Car celle qu'il sublime, qu'il suit, dans chaque plan, chaque train, de près ou de loin sur son scooter, c'est bien Maureen, alias Kristen Stewart. Etrange comme son teint fantomatique et sa bouche constamment ouverte bouffe l'écran. Son absence, comme une âme éteinte, la rend monstrueusement photogénique. Ses cheveux gras. Ses vêtements chinés aux puces de Saint-Ouen. Ses petits seins. Rien n'est laissé au hasard. Et plus la jeune fille est éreintée par le luxe qu'elle côtoie, plus on comprend qu'elle le jalouse, le convoite, plus si secrètement. Blasée par sa propre faiblesse et sa matérialité, elle devient presque irréelle. Comme si le deuil de son frère ne suffisait pas…


Spectral suspens

Tout est fait pour qu'on s'inquiète pour l'égérie Chanel. L'épée de Damoclès qui plane, à l'instar des malfaisants ectoplasmes, au-dessus de sa tête tout d'abord. On le sait d'office, elle souffre de la même malformation cardiaque que son feu frère. Ensuite, ses confrontations contre les défunts, presque ordinaires. Et bien sûr, cet harceleur par message interposé. Jamais l'interface d'un IPhone n'aura autant squatté l'écran, c'est certain.

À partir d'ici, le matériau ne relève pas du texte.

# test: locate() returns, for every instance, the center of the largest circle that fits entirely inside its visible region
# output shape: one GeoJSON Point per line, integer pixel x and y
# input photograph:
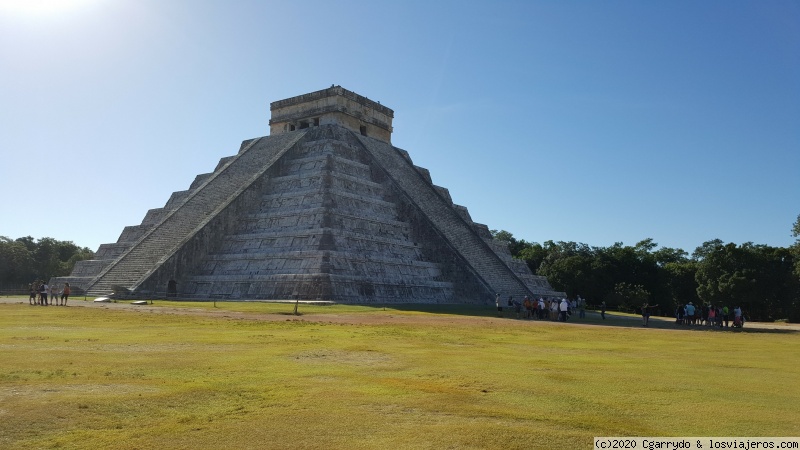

Olivier Assayas rêvait d'un thriller haletant, entre le policier pragmatique et le mystique onirique. Problème, il n'arrive pas à se décider et la pression s'arrête là. La bande-son a beau s'affoler, les yeux verts de Kristen s'écarter, il n'en est rien. Le spectateur ne ressent pas tout l'enjeu de ces confrontations post-mortuaire avec les individus encore de chair.

Si le réalisateur réussi avec brio sa critique du monde de luxe, qu'il semble autant répugner que fantasmer (on cherche toujours à sa procurer la garde-robe de Juliette Binoche dans "Sils Maria"), il se perd néanmoins dans la suite du cahier des charges. A l'instar de "Planétarium", bien qu'il demeure un cran au-dessus, "Personnal Shopper" n'est rien d'autre qu'un très, très bel écrin. Décidemment, à quand un réalisateur capable de nous faire croire aux médiums et même un peu plus ?
Auteur :Mélissa Chevreuil
Tous nos contenus sur "Personal Shopper" Toutes les critiques de "Mélissa Chevreuil"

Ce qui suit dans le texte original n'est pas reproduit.